These longitudinal data indicate that there is a complex relationship between viral replication, drug resistance, and replicative capacity during long-term treatment with an incompletely suppressive regimen. Viral evolution leads to increased drug resistance and, as a result, increased ability of HIV to replicate in the presence of the drug (i.e., plasma HIV RNA levels increase). However, the emergence of drug resistance reduces the inherent ability of HIV to replicate (replicative capacity). Continued drug pressure caused the level of drug resistance to progressively increase, but the replicative capacity remained low and did not increase for most patients. This dynamic between increasing resistance and stable or decreasing replicative capacity likely contributed to the stable maintenance of plasma HIV RNA levels below pretherapy levels, as suggested by others (22). Further support for this hypothesis can be found in the temporal relationship between viral genotype and phenotype. The emergence of primary-site mutations within HIV protease was temporally associated with significant increases in resistance and significant decreases in replicative capacity. In contrast, the emergence of secondary changes was temporally associated with gradual changes in resistance and a small increase in replicative capacity. Thus, it appears that HIV first evolves to preserve its capacity to replicate in the presence of a drug but sacrifices enzymatic and replicative efficiency in the process.

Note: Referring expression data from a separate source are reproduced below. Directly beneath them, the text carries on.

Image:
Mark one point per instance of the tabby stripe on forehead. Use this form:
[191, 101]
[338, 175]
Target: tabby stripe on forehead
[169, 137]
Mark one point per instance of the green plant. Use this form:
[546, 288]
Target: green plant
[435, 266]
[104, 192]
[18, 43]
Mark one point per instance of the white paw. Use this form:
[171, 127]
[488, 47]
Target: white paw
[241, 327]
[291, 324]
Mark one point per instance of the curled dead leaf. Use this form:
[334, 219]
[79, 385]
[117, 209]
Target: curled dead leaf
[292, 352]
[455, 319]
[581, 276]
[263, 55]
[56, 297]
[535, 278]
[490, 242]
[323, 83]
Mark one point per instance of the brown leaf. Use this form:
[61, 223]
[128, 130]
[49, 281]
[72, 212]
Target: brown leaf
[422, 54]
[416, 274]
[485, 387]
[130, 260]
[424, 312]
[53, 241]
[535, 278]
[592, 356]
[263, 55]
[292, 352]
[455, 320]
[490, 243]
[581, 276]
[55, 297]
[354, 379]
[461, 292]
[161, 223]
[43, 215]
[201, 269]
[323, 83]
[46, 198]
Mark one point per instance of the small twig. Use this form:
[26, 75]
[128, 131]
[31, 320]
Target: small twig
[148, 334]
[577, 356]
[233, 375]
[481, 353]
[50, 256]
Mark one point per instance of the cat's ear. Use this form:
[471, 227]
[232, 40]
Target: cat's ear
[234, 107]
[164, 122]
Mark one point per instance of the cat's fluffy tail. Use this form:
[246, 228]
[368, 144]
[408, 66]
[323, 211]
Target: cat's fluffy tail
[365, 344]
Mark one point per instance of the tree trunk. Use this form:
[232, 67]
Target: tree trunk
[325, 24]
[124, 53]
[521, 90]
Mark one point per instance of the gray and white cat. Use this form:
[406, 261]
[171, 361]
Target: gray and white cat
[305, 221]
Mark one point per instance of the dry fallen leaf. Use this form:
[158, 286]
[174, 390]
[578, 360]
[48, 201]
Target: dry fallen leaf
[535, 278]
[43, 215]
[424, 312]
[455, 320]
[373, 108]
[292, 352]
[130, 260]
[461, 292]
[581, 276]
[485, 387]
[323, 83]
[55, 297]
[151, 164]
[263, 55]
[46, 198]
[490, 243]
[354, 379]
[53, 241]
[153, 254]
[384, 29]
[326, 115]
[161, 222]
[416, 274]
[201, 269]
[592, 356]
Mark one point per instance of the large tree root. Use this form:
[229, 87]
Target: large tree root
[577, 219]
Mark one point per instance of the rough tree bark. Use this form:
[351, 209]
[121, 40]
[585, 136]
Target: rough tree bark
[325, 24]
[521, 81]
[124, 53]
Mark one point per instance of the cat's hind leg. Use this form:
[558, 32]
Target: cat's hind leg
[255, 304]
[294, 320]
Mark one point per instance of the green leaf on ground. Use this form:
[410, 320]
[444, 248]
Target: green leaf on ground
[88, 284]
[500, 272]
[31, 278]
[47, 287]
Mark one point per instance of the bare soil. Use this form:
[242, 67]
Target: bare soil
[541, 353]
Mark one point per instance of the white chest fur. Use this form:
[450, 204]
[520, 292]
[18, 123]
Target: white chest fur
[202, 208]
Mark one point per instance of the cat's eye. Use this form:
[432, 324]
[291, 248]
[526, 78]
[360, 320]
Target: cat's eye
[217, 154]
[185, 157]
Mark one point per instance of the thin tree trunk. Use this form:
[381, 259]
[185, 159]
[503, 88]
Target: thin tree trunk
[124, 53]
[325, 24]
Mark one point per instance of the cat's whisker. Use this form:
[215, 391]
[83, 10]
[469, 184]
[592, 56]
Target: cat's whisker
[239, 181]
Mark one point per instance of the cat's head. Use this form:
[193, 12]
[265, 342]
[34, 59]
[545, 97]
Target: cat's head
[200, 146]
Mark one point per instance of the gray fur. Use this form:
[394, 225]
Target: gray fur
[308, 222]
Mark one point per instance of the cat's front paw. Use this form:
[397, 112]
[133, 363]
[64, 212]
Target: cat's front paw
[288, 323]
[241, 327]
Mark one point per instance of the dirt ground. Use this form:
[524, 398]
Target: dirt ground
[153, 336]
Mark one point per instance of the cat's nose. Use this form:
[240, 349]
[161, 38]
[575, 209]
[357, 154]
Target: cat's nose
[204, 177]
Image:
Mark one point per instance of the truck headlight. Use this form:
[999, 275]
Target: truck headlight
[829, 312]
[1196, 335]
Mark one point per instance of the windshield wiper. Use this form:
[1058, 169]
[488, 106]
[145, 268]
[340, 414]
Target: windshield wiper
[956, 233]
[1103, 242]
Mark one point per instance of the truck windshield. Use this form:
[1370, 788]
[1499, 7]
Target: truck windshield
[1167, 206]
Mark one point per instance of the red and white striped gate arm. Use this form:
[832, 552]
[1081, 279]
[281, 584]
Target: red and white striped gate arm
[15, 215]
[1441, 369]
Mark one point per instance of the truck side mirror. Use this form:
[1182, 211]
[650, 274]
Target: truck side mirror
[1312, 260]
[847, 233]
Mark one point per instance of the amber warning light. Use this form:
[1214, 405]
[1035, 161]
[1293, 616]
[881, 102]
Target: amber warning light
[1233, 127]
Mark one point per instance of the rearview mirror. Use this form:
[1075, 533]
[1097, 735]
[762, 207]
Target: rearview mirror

Subsequent evolutionary steps to evade the drug's selective pressure generally result in much less dramatic changes in both resistance levels and replicative capacity. In this way, drug-resistant viruses appears to be "painted into a corner" of a viral fitness landscape from which they cannot readily escape without sacrificing the ability to replicate in the presence of the drug. This inability of HIV to fully restore replicative capacity during long-term therapy with a failing regimen likely accounts in part for the durable maintenance of partial viral suppression in some patients with drug-resistant viremia (12).
Although most patients in this cohort did well during the period of observation, it is noteworthy that some patients experienced declining CD4+ T-cell counts. These patients tended to have less-profound treatment-mediated virologic responses, consistent with previous observations by our group and others (8, 30, 38). In addition, despite partial viral suppression, most patients experienced continuous increases in plasma viremia over time. Thus, although treatment-mediated benefits were durable in this cohort, they were not permanent. This critical observation needs to be considered in the context of the observation that drug resistance (and cross-resistance) continually increased over time, even as partial viral suppression was maintained. Thus, delaying a treatment modification in patients with incomplete viral suppression may result in continued treatment benefit for years but at significant costs in terms of the future ability to achieve complete viral suppression.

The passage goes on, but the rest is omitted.